Os livros bacanudos sobre os Ramones lançados no final de 2013 no Brasil (acima e abaixo): à venda nas livrarias e em sorteio aqui no blog!

 

* Blog: ela não se contenta apenas em ser a musa indie oficial destas linhas zappers. E tampouco em ser atualmente também uma das performes pornô cult mais aclamadas de Sampalândia. Pois a nossa amada Jully DeLarge também começou o novo ano exercendo seus pendores reflexivos e literários em seu próprio blog, onde ela divaga com elegância e bons textos sobre o amor, a vida, o sexo, o relacionamento entre as pessoas e seu próprio trabalho profissional. Interessou? Vai lá, que Jully é a garota dos nossos sonhos molhados (ops!), sempre: http://jullydelarge.blogspot.com.br/.

 Ela é a nossa eterna musa indie oficial; e agora tem também o seu próprio blog

 

 

 

* Baladas: o primeiro mês do ano já está na sua última semana e 2014 começa a voltar ao normal e a pegar fogo novamente no circuito alternativo de Sampa. Então já dá pra começar a fazer o “rolezinho” noturno já a partir desta terça-feira (amanhã), 28, quando o ótimo trio guitar paulistano Moxine (liderado pela linda vocalista Mônica Agena) faz gig bacanuda no descolado Bar Secreto (lá na rua Alvaro Anes, 97, Pinheiro, zona oeste paulistana)///E na sextona em si, 31 de janeiro, tem a estréia do sensacional Rios Voadores (de Brasília) nos palcos da capital paulista, com a banda tocando na festa Trackers, que rola sempre num prédio semi-abandonado na rua Dom José De Barros, 337, no centrão rocker de Sampa. São duas das melhores pedidas de baladas pra esta semana, sendo que iremos atualizar este tópico no próximo post, certo povo?

 O trio Moxine: show nesta terça-feira no bar Secreto, em Sampa

 

 

E NO PRIMEIRO POSTAÇO DO ANO, ÚLTIMA CHAMADA PRA GANHAR MIMOS DO BLOG!

Yeeeeesssss! O blogão zapper está de volta e com ele também nossos sempre queridos premiozinhos, hihihi. Então não perca tempo. Aproveita que ainda restam alguns dias de férias e que você está de bobeira, e vai lá no hfinatti@gmail.com. Quem sabe você dá um rabo larguíssimo e consegue ganhar:

 

* Um exemplar de “Eu dormi com Joey Ramone”, oferta da editora Dublinense;

 

* Outro exemplar de “Na estrada com os Ramones”, parceria bacana do blog com a Edições Ideal;

 

* E um kit com DEZ CDS da sempre bacanuda gravadora goiana Monstro Discos.

 

Tá dentro da bagaça? Então mandaê sua mensagem que é a ÚLTIMA CHAMADA pra essas promos.

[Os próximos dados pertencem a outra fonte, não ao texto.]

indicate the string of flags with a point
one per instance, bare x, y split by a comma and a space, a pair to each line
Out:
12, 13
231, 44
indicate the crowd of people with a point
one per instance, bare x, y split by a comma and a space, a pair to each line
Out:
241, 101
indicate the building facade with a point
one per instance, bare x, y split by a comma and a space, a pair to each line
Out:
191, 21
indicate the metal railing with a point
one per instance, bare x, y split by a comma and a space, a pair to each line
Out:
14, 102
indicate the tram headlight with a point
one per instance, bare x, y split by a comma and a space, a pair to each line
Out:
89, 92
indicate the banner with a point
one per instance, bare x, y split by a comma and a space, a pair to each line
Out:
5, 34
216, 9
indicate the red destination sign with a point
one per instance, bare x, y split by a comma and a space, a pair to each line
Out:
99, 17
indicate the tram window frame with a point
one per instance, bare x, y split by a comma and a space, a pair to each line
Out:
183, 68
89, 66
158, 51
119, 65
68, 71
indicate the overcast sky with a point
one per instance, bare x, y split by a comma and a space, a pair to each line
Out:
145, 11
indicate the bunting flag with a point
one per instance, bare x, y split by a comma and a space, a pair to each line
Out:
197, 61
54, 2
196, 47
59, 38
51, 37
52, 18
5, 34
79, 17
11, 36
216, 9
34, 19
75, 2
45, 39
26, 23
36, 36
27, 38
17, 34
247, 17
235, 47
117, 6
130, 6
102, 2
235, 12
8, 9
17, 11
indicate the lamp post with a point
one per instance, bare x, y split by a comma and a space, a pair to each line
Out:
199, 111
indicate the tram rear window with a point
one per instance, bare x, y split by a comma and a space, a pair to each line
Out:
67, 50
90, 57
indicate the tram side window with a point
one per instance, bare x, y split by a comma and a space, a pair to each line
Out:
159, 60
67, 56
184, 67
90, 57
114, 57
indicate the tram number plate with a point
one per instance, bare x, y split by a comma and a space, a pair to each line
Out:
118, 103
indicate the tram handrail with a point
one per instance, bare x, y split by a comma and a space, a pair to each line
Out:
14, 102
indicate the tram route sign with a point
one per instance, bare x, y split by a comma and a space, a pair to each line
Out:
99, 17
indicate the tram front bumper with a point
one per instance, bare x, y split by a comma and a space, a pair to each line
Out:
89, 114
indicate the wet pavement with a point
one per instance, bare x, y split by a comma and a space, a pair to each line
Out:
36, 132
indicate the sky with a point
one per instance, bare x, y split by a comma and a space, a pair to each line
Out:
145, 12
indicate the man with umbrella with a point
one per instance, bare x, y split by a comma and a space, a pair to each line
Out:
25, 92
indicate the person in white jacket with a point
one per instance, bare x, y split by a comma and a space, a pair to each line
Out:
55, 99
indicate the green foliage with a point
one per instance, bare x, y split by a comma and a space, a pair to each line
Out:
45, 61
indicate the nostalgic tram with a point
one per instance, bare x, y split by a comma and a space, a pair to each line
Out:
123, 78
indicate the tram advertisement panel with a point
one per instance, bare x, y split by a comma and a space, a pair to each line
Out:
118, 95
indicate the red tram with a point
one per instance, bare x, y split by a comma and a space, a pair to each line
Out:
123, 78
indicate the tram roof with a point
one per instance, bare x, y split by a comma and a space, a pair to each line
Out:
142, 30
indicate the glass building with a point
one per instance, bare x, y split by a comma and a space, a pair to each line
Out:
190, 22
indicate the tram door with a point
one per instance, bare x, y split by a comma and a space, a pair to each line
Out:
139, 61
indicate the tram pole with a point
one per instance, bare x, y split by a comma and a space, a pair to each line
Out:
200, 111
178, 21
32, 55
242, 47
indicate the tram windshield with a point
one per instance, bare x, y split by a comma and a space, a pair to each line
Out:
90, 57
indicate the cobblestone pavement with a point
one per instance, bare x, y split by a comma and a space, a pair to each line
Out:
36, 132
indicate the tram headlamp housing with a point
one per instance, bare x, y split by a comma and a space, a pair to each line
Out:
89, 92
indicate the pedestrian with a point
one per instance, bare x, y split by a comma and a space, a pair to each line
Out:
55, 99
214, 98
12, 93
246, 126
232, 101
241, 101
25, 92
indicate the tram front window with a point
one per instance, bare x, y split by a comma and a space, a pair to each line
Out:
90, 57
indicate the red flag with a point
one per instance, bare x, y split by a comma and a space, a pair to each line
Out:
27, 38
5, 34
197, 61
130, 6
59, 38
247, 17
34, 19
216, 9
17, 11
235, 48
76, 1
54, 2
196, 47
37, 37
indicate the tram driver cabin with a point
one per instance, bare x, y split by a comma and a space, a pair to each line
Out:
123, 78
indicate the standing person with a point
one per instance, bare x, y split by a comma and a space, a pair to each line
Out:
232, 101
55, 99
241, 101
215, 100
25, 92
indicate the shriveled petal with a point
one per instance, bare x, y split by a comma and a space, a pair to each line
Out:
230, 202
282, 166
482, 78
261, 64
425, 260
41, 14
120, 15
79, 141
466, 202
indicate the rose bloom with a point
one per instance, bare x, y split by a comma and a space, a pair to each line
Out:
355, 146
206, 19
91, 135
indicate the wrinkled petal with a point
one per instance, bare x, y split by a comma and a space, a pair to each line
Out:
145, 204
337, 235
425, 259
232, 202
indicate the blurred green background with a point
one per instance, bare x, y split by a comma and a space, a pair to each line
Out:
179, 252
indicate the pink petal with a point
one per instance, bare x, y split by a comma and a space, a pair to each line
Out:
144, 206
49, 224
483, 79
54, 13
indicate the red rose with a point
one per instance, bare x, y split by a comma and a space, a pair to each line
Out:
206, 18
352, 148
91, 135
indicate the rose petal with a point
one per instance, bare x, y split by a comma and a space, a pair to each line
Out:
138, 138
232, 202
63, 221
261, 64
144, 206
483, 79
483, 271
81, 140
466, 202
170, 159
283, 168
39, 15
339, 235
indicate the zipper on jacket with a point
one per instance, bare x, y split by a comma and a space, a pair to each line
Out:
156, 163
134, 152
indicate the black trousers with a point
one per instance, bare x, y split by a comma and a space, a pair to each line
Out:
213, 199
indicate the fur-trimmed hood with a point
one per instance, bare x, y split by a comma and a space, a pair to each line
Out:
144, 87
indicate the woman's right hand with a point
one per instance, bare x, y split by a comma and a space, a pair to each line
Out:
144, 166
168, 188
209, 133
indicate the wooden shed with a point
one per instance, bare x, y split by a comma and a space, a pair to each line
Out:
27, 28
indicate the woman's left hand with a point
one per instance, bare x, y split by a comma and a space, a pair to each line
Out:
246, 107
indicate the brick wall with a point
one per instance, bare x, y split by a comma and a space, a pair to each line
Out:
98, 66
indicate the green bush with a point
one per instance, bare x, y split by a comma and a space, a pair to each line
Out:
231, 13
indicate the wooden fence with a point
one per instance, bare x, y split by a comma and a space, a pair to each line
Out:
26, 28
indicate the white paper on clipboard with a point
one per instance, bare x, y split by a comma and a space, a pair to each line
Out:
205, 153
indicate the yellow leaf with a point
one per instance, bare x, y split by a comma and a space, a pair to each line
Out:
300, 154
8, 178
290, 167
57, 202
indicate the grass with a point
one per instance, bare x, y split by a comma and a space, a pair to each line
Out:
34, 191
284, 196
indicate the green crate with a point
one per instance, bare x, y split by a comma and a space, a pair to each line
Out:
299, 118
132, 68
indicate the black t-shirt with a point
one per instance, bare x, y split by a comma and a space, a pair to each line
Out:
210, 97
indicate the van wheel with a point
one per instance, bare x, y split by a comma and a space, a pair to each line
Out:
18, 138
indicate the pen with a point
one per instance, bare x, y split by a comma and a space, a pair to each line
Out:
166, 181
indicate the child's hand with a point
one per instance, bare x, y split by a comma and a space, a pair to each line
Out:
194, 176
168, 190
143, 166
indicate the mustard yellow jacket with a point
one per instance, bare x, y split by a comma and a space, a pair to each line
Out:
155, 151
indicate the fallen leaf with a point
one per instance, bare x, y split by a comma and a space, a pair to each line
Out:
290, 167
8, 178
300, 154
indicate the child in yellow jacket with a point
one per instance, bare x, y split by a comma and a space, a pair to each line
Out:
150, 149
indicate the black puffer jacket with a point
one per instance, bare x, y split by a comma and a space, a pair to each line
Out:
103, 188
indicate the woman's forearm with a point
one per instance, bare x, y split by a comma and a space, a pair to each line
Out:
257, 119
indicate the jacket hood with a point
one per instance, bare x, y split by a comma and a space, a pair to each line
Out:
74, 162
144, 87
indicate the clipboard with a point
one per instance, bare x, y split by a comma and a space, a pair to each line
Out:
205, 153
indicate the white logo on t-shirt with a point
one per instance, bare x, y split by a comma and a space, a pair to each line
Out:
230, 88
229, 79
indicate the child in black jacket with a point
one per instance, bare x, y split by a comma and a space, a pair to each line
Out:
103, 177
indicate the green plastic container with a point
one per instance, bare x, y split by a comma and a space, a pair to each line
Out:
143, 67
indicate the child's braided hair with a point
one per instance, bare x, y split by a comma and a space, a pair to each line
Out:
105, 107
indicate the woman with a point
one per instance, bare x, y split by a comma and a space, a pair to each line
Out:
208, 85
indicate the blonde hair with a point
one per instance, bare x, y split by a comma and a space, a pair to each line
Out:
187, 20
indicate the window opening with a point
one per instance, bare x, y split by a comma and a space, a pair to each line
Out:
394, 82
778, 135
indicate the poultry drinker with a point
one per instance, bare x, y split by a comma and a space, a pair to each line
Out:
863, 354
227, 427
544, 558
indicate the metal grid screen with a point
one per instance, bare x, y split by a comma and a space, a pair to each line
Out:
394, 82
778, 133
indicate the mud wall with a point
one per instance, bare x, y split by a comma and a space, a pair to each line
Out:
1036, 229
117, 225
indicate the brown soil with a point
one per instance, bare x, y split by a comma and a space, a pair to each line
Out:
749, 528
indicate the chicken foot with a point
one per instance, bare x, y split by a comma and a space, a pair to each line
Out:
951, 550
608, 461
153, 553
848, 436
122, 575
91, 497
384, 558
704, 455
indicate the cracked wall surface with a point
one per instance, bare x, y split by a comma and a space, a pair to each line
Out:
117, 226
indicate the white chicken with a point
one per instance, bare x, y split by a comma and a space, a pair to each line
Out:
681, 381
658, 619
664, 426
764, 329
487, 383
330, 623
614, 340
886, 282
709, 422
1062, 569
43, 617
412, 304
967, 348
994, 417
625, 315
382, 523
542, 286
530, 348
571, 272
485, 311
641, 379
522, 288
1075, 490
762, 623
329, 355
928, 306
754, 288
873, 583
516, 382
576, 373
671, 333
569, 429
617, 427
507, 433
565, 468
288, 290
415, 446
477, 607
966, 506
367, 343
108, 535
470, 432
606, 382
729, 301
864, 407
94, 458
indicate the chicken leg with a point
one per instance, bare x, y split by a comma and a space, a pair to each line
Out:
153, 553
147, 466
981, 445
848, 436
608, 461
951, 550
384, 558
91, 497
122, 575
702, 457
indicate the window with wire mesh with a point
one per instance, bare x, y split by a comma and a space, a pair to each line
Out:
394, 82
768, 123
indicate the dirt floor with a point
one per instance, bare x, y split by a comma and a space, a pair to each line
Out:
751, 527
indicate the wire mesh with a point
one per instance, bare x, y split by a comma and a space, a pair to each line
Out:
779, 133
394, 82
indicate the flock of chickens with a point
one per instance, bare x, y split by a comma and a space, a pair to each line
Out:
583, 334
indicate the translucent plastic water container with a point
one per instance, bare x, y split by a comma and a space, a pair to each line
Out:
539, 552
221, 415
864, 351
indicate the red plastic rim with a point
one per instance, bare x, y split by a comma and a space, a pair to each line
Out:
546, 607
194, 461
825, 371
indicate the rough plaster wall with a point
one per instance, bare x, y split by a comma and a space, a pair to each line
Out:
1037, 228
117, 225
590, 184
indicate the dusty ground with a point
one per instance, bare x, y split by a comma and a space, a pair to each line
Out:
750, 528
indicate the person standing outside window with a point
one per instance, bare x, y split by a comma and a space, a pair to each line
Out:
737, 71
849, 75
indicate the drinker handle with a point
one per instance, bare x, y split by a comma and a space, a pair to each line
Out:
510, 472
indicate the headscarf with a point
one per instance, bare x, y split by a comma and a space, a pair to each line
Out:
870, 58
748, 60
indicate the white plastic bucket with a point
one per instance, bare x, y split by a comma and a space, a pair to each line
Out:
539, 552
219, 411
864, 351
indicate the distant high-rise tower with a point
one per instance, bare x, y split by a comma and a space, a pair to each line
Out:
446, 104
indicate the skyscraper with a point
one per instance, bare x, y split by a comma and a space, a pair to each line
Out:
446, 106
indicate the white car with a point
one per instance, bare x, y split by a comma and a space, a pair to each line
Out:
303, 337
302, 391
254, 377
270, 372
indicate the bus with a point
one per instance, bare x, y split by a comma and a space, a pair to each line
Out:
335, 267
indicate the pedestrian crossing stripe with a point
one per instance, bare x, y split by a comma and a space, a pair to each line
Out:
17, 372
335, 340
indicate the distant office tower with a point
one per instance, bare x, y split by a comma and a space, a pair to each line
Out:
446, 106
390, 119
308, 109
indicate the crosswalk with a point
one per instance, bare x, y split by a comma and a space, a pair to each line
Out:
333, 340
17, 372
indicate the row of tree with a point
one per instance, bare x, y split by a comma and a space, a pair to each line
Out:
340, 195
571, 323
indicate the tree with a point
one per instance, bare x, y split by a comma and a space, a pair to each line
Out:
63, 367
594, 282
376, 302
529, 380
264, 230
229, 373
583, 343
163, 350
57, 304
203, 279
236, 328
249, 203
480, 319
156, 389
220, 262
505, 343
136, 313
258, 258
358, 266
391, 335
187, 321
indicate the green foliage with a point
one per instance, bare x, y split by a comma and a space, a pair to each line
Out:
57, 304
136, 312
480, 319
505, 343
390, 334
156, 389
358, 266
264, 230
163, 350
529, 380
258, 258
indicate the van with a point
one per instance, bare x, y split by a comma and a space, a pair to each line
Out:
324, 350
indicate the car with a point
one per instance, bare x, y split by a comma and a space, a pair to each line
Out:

O resultado sai no próximo post, provavelmente ainda no final desta semana no ar, okays?

 

 

E É ISSO

Blogão enfim de volta e começando 2014 do jeito que o nosso dileto leitorado ama: com postaço gigante e fodão, hehehe. Mas como tudo precisa ter um fim paramos por aqui. Mas um novo post já deve entrar no ar neste próximo finde, sempre com o pique lá em cima. Então nos vamos deixando um beijão pra Solange e pra Alice (que ressurgiram na vida zapper após anos de ausência saudosa), e um abraço quebra-ossos pro queridão Marcionílio, que acaba de voltar de HellCife, uia! Até a próxima!

 

 

(ampliado, atualizado e finalizado por Finatti em 27/01/2014, às 17hs.)